On the 26th October 2014, my great-aunt Dodo passed away, aged 91. Despite her age and the fact that it came after a week battling a terrible chest infection, her death has been a shock. Dodo was always so full of vitality and life, and she had most certainly lived hers to the full. During my time sat next to her hospital bed, I thought a lot about all the things she’d achieved, the places she’d visited, and the advice she had given to me growing up. The most frequent phrase I could remember her saying?
“Just rise above it.”
Whenever I was frustrated about something as a kid, or had got into an argument with my parents or my sister, or if thought I was being treated unfairly, ‘just rise above it’ was the answer. Whatever the problem was didn’t really matter in the long-run, and I shouldn’t waste my time stewing on it. I was loved, I was healthy, and it’d all blow over soon enough. Just rising above it was the best thing I could do for myself.
At the same time as Dodo was in hospital dying, I was realising that personally I had been feeling more alive than ever.

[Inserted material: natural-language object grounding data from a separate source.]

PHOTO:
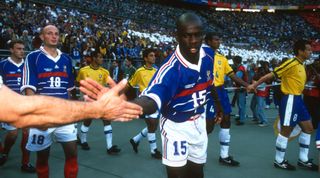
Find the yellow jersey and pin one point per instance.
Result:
(99, 75)
(220, 69)
(293, 76)
(142, 77)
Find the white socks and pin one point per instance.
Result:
(281, 146)
(304, 142)
(83, 133)
(108, 133)
(152, 141)
(224, 138)
(140, 135)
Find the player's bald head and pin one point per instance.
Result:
(187, 19)
(49, 27)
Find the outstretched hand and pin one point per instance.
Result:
(112, 106)
(251, 89)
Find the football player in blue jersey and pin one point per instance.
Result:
(48, 71)
(11, 72)
(45, 111)
(179, 90)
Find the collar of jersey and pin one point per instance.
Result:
(298, 60)
(55, 59)
(147, 68)
(14, 63)
(187, 63)
(93, 67)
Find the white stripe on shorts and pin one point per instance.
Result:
(288, 111)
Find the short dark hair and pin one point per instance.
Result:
(237, 59)
(209, 36)
(129, 59)
(13, 42)
(92, 52)
(300, 45)
(146, 52)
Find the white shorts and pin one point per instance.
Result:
(8, 127)
(184, 141)
(153, 116)
(41, 139)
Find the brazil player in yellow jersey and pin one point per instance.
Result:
(222, 69)
(292, 108)
(102, 76)
(141, 78)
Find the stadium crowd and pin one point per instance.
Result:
(89, 32)
(109, 30)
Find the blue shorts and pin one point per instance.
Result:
(318, 137)
(292, 110)
(224, 99)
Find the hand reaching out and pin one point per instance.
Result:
(112, 106)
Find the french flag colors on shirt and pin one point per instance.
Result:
(48, 75)
(181, 89)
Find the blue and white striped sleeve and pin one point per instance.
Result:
(164, 84)
(29, 79)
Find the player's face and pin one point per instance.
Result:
(99, 59)
(50, 36)
(17, 51)
(214, 43)
(151, 58)
(190, 37)
(307, 52)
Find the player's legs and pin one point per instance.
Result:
(176, 172)
(194, 170)
(152, 124)
(71, 159)
(210, 125)
(111, 149)
(242, 107)
(190, 170)
(42, 165)
(136, 139)
(67, 136)
(304, 142)
(253, 105)
(286, 111)
(25, 161)
(224, 139)
(84, 129)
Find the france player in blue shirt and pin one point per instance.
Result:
(48, 71)
(11, 72)
(180, 89)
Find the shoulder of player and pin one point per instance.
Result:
(33, 55)
(220, 56)
(85, 68)
(104, 70)
(288, 63)
(4, 61)
(140, 69)
(65, 55)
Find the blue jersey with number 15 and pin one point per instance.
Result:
(180, 88)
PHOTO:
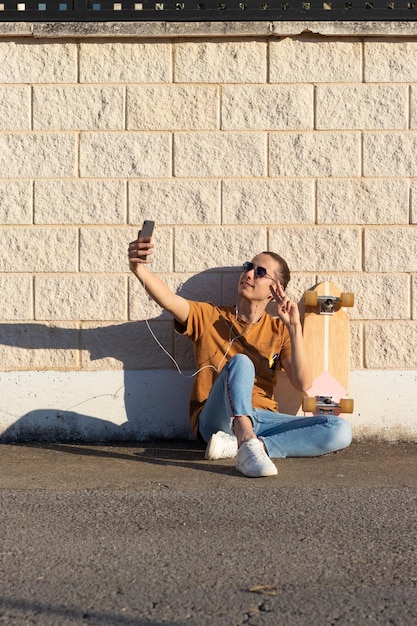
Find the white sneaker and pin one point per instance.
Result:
(253, 461)
(221, 446)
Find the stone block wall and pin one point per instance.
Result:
(304, 144)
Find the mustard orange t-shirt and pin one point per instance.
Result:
(217, 336)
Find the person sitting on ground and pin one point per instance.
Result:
(237, 351)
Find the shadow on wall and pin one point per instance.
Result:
(149, 403)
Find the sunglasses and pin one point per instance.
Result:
(259, 272)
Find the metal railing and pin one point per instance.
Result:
(205, 10)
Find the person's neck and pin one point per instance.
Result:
(249, 312)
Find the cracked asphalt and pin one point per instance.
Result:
(153, 534)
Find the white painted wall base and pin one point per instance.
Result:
(140, 405)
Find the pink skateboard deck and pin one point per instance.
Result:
(327, 340)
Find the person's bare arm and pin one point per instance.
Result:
(140, 255)
(297, 366)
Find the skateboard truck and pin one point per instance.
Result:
(311, 298)
(325, 404)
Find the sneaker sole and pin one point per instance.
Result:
(267, 472)
(210, 453)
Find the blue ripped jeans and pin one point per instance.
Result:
(283, 435)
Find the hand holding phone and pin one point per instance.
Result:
(147, 229)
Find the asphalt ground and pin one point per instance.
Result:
(153, 534)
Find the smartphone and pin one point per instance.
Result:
(147, 228)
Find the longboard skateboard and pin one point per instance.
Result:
(327, 341)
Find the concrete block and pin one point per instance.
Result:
(267, 107)
(30, 346)
(81, 297)
(391, 345)
(209, 248)
(390, 154)
(377, 296)
(78, 108)
(16, 202)
(38, 249)
(175, 201)
(318, 248)
(37, 155)
(80, 201)
(201, 286)
(105, 249)
(15, 108)
(362, 201)
(125, 62)
(130, 155)
(315, 154)
(268, 201)
(356, 346)
(220, 61)
(172, 107)
(219, 154)
(361, 107)
(16, 297)
(313, 60)
(390, 61)
(413, 211)
(126, 346)
(391, 249)
(29, 61)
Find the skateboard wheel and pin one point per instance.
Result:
(309, 404)
(310, 298)
(347, 299)
(346, 405)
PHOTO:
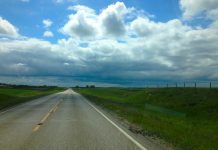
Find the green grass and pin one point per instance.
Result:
(187, 118)
(10, 96)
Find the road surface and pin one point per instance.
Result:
(62, 121)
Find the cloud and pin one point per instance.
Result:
(25, 0)
(6, 28)
(48, 34)
(85, 23)
(47, 23)
(145, 50)
(81, 24)
(192, 8)
(112, 19)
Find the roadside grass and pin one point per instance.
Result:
(185, 117)
(10, 96)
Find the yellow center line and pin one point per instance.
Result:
(52, 110)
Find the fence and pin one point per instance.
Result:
(184, 84)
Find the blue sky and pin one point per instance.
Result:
(28, 16)
(106, 41)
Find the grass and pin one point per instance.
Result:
(186, 118)
(10, 96)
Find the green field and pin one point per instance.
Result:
(184, 117)
(13, 95)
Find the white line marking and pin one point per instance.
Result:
(121, 130)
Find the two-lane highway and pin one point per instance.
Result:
(61, 121)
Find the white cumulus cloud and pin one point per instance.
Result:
(47, 23)
(6, 28)
(48, 34)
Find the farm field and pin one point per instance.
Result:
(184, 117)
(13, 95)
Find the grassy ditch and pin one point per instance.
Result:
(13, 95)
(187, 118)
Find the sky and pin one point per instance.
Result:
(108, 42)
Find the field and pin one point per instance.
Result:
(13, 95)
(184, 117)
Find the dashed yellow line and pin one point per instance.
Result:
(52, 110)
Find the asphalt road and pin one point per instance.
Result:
(62, 121)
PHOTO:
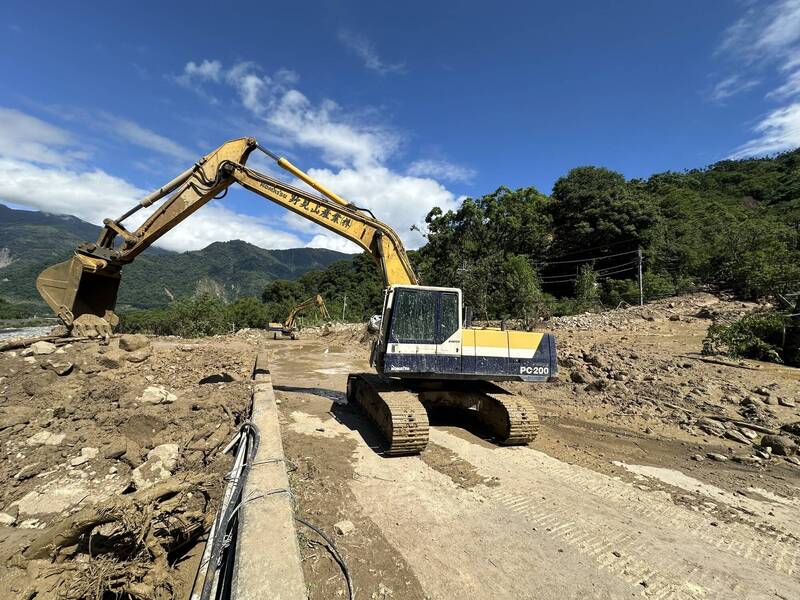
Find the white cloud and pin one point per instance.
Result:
(777, 132)
(768, 36)
(398, 200)
(207, 70)
(25, 137)
(358, 149)
(791, 87)
(133, 133)
(731, 86)
(323, 126)
(35, 176)
(365, 50)
(441, 169)
(89, 195)
(332, 241)
(215, 223)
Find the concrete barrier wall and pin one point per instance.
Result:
(268, 565)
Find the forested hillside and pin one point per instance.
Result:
(516, 253)
(31, 241)
(734, 225)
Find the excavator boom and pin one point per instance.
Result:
(424, 354)
(87, 283)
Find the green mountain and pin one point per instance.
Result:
(31, 241)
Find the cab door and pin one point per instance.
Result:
(448, 333)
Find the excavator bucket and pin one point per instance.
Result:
(80, 286)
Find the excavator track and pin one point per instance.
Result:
(513, 419)
(396, 412)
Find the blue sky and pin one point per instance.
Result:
(397, 106)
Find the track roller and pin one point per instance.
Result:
(396, 412)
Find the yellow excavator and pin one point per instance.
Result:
(289, 327)
(426, 353)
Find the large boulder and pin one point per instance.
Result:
(156, 394)
(160, 464)
(41, 348)
(780, 444)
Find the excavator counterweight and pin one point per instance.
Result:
(424, 354)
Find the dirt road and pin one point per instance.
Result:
(600, 506)
(647, 479)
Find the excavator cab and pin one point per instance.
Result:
(422, 336)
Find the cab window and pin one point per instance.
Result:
(448, 316)
(414, 317)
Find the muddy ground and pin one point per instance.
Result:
(641, 483)
(630, 490)
(90, 431)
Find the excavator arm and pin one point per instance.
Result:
(293, 314)
(87, 284)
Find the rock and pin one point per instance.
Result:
(15, 415)
(593, 360)
(59, 368)
(167, 453)
(780, 444)
(111, 359)
(793, 428)
(115, 449)
(149, 473)
(140, 355)
(42, 348)
(85, 456)
(748, 433)
(156, 394)
(29, 471)
(748, 460)
(133, 453)
(344, 527)
(130, 343)
(45, 438)
(736, 436)
(578, 377)
(711, 426)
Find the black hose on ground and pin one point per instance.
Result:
(334, 552)
(253, 438)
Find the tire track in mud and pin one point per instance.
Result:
(638, 536)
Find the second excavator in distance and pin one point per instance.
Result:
(425, 354)
(290, 327)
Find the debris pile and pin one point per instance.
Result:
(112, 467)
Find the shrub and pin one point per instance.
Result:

I was diagnosed with depression and severe anxiety in late 2012 and again in late 2013 (although by the latter diagnosis both had reduced in severity), but I have a strong suspicion I’d been living with it for years. In the last couple of weeks before my aunt died however, I realised that I’d been feeling happy and genuinely excited about little things – something that hadn’t happened in a long time. Then once my aunt did pass away, I found myself very upset and grieving for much longer than I thought I would. My grandad passed away a couple of years ago when I was in the midst of depression, and whilst I ‘knew’ it was sad, I didn’t really feel anything in particular at the time. Or rather, I was sad, but just pushed it to one side and carried on. With my aunt I couldn’t do this, and it was in the midst of this new sadness that I realised I’d been getting better. Dare I even say, I am better.
I’ve been working since my initial therapy sessions in early 2013 on keeping myself sane. I want to remain happy and healthy, and I want to learn how to ‘rise above it’. This blog is to be a reflection of that journey, and I invite you to share in it. I hope eventually we might be able to help each other.